CAP: Correlation-Aware Pruning for Highly-Accurate Sparse Vision Models
- URL: http://arxiv.org/abs/2210.09223v2
- Date: Wed, 31 May 2023 09:59:46 GMT
- Title: CAP: Correlation-Aware Pruning for Highly-Accurate Sparse Vision Models
- Authors: Denis Kuznedelev, Eldar Kurtic, Elias Frantar, Dan Alistarh
- Abstract summary: Correlation Aware Pruner (CAP) significantly pushes the compressibility limits for state-of-the-art architectures.
New theoretically-justified pruner handles complex weight correlations accurately and efficiently during the pruning process itself.

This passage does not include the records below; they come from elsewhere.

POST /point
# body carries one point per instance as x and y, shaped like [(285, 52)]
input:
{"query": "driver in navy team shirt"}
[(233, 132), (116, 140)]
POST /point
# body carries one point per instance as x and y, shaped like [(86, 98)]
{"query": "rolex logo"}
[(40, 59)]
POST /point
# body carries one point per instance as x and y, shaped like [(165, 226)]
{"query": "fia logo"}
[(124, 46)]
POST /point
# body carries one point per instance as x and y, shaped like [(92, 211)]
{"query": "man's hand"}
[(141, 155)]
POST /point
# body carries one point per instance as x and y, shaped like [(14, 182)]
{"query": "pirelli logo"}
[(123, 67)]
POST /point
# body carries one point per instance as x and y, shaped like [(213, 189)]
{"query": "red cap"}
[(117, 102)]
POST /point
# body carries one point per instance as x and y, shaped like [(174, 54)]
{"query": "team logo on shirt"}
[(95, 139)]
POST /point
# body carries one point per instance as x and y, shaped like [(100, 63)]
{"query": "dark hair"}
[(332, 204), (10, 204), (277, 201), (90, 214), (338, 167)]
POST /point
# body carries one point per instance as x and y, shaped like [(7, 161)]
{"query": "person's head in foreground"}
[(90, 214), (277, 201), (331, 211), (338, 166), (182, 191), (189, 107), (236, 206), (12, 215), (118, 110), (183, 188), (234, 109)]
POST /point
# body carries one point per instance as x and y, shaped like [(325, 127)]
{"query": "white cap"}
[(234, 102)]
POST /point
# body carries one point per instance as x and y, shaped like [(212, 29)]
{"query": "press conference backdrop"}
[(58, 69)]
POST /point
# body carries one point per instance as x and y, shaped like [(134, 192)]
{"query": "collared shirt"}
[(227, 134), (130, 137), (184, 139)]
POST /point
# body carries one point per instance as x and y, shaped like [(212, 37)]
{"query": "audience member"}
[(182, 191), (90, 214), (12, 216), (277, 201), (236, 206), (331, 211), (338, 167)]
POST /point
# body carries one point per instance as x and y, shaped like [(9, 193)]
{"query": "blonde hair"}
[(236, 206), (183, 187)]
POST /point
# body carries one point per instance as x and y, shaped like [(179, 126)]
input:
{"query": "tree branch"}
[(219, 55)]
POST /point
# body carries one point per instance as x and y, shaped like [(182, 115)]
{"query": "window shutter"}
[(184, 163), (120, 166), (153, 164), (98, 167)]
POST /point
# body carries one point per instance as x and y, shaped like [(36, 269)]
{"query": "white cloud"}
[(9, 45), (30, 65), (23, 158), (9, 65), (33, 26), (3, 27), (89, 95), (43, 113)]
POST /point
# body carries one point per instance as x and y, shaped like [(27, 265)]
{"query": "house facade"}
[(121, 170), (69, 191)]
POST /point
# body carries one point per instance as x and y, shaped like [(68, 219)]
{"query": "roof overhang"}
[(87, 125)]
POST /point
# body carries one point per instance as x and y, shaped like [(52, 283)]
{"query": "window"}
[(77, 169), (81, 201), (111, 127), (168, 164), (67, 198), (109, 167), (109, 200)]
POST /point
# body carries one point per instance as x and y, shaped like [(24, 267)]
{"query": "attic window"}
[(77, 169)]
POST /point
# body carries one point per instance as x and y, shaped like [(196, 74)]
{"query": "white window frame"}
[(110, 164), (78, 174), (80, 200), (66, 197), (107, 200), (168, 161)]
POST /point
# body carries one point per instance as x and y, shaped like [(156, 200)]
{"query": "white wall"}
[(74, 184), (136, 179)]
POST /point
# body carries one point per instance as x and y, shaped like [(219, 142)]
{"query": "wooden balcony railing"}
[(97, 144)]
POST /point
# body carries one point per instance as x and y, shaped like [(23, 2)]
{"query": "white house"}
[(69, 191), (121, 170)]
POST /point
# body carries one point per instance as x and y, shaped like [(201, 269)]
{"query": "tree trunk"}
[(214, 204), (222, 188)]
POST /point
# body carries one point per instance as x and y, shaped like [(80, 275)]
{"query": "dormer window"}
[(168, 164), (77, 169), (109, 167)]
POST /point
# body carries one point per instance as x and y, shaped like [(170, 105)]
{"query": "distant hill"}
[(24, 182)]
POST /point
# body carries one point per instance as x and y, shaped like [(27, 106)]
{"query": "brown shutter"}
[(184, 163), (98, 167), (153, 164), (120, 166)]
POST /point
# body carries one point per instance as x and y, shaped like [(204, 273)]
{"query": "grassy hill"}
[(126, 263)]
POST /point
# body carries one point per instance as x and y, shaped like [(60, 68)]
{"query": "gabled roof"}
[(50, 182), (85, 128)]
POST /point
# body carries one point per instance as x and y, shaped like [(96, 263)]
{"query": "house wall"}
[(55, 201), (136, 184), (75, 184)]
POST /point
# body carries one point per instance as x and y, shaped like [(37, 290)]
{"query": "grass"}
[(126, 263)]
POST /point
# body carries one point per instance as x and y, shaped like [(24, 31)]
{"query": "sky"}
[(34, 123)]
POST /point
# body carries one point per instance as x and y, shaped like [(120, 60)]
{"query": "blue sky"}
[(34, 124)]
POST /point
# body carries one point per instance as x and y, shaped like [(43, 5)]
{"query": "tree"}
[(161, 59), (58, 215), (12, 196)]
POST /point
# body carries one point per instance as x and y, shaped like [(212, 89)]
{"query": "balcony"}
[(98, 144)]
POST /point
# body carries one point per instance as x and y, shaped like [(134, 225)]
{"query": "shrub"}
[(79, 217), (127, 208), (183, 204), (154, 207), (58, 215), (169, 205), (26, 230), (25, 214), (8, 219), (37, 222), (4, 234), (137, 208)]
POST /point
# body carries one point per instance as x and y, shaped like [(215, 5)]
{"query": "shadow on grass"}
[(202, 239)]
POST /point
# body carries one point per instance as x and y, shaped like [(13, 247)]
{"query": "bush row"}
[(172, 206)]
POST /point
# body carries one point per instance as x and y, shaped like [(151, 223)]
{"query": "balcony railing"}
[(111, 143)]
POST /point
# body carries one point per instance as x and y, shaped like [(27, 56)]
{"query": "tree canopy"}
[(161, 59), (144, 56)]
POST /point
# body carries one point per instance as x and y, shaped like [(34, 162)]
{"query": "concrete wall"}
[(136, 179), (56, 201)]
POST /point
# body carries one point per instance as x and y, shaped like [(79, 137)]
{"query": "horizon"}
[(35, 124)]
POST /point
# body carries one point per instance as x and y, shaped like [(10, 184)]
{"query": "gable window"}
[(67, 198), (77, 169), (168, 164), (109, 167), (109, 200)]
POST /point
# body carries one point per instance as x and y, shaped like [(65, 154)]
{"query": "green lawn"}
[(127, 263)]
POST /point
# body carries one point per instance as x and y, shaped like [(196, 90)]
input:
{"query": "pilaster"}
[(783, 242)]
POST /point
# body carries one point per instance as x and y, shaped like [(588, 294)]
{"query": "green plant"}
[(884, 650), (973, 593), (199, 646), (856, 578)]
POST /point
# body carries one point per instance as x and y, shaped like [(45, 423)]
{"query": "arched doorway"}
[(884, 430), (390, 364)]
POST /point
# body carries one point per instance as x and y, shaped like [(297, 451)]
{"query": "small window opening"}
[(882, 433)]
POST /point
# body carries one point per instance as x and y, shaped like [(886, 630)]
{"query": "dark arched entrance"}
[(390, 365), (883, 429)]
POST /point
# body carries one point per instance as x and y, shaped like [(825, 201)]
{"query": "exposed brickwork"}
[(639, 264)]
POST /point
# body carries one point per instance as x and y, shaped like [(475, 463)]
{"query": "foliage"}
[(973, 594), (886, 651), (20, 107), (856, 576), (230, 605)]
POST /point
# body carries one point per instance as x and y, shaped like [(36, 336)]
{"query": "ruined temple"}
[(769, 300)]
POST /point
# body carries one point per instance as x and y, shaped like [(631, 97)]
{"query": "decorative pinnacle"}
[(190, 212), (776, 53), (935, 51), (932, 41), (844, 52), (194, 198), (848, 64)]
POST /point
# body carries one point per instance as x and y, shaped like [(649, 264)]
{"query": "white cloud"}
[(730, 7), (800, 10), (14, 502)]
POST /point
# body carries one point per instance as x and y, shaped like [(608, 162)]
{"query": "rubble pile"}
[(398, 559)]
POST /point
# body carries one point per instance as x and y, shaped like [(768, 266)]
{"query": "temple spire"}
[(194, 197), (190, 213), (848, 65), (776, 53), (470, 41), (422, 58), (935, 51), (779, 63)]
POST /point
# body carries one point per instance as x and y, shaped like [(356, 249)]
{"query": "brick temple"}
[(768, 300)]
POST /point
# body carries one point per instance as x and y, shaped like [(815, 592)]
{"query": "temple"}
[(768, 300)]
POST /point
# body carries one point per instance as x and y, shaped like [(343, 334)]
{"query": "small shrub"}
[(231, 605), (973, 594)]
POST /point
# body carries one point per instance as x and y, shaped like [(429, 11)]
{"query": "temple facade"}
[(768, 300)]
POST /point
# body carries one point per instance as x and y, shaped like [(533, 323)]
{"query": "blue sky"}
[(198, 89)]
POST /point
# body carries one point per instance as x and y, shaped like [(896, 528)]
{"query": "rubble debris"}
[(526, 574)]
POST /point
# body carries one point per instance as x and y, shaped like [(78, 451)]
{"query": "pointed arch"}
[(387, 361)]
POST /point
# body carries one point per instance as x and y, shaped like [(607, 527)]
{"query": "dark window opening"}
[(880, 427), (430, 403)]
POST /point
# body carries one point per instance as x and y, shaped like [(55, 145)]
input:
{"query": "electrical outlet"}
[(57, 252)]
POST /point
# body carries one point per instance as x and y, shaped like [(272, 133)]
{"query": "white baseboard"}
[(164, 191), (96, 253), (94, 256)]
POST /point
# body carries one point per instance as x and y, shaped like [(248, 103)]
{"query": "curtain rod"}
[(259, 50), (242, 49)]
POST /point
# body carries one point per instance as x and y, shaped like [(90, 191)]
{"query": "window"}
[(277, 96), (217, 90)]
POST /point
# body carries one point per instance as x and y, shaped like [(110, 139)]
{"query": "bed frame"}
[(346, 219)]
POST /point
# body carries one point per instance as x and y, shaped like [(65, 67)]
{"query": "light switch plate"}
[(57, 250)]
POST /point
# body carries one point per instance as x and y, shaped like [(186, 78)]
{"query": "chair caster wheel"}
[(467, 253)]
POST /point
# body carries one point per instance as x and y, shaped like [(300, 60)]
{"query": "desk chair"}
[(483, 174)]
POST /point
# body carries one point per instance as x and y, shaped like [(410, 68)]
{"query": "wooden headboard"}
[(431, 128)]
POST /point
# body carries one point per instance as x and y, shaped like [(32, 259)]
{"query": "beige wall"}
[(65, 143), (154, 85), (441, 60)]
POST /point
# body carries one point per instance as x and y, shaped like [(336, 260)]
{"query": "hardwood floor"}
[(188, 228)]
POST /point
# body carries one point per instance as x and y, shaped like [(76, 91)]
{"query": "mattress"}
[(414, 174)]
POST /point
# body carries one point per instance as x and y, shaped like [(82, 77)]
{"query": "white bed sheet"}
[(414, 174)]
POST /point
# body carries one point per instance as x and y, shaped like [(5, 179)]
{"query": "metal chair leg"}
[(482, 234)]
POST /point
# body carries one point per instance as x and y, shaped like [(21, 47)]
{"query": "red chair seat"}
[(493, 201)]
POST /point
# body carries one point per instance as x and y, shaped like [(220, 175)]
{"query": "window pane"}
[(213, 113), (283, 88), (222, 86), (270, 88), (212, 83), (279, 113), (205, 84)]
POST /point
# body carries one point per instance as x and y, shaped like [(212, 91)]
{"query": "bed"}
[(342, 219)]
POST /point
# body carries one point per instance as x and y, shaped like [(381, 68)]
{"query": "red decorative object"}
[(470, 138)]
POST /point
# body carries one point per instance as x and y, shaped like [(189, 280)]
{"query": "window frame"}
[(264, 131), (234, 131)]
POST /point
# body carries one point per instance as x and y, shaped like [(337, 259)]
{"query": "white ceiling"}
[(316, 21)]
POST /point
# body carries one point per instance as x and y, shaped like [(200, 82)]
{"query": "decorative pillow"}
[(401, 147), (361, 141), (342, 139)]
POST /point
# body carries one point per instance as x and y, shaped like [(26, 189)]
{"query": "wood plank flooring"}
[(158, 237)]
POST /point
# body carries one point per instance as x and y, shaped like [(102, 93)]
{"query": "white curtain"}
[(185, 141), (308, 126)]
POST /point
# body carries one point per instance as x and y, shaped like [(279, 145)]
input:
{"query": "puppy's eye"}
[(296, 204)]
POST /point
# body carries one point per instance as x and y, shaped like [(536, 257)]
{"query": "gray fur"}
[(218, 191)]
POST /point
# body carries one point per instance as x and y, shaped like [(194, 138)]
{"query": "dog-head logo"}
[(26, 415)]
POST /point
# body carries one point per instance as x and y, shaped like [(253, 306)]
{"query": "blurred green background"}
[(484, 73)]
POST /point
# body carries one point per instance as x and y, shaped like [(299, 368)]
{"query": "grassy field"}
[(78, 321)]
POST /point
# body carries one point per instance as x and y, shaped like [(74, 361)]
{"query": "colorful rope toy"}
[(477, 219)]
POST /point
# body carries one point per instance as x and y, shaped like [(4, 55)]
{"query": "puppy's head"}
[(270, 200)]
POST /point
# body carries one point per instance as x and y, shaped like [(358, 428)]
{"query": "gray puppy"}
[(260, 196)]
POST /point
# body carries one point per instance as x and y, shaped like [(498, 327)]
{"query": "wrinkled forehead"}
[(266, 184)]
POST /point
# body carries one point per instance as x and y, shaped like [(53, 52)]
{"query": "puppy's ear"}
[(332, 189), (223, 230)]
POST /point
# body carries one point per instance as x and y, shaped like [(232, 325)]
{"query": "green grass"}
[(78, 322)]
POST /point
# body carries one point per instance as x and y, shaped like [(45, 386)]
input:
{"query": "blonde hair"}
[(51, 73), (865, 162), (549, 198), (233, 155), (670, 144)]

We show for the first time that extremely-accurate large vision models, trained via self-supervised techniques, can also be pruned to moderate sparsities, with negligible accuracy loss.
- Score: 22.055655390093722
- License: http://creativecommons.org/licenses/by/4.0/
- Abstract: Driven by significant improvements in architectural design and training
pipelines, computer vision has recently experienced dramatic progress in terms
of accuracy on classic benchmarks such as ImageNet. These highly-accurate
models are challenging to deploy, as they appear harder to compress using
standard techniques such as pruning. We address this issue by introducing the
Correlation Aware Pruner (CAP), a new unstructured pruning framework which
significantly pushes the compressibility limits for state-of-the-art
architectures. Our method is based on two technical advancements: a new
theoretically-justified pruner, which can handle complex weight correlations
accurately and efficiently during the pruning process itself, and an efficient
finetuning procedure for post-compression recovery. We validate our approach
via extensive experiments on several modern vision models such as Vision
Transformers (ViT), modern CNNs, and ViT-CNN hybrids, showing for the first
time that these can be pruned to high sparsity levels (e.g. $\geq 75$%) with
low impact on accuracy ($\leq 1$% relative drop). Our approach is also
compatible with structured pruning and quantization, and can lead to practical
speedups of 1.5 to 2.4x without accuracy loss. To further showcase CAP's
accuracy and scalability, we use it to show for the first time that
extremely-accurate large vision models, trained via self-supervised techniques,
can also be pruned to moderate sparsities, with negligible accuracy loss.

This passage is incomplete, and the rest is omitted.